Mesmo com o ritmo de negociações mais lento, compradores que precisam repor estoques acabam aceitando valores mais elevados. Esse comportamento sustenta o movimento de valorização, ainda que de forma gradual.
Em contrapartida, o farelo de trigo seguiu caminho oposto. A combinação de menor procura, maior volume disponível e a presença de produtos concorrentes pressionou os preços para baixo no período.

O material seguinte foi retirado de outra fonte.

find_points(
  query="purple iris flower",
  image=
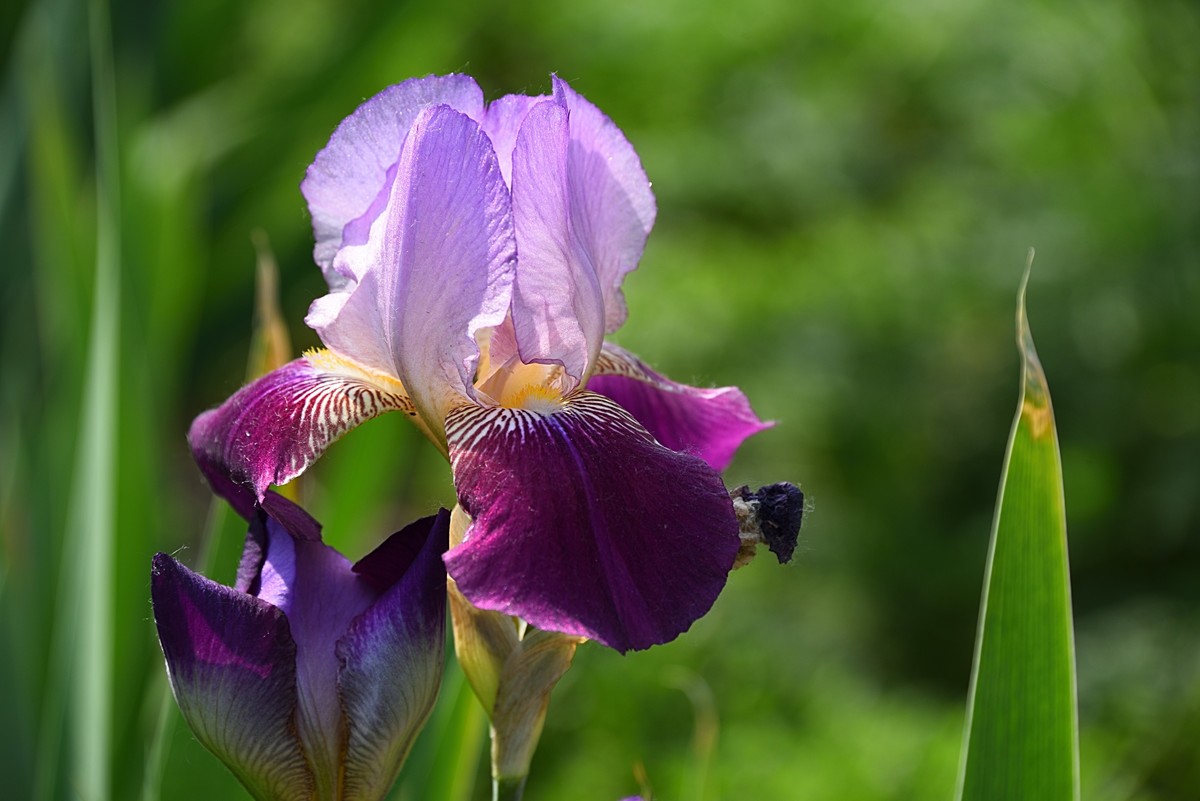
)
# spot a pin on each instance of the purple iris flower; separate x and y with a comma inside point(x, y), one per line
point(310, 678)
point(474, 256)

Já o mercado de farinhas apresentou estabilidade, sem variações expressivas. O equilíbrio entre oferta e demanda evitou oscilações mais acentuadas, mantendo os preços praticamente inalterados.
Esse cenário evidencia um descompasso dentro da cadeia do trigo: enquanto a matéria-prima ganha força com a escassez, seus derivados enfrentam pressões distintas. Em geral, durante a entressafra, esse tipo de comportamento é comum, já que a oferta do grão diminui até a chegada da nova colheita, impactando diretamente a formação de preços em toda a cadeia produtiva.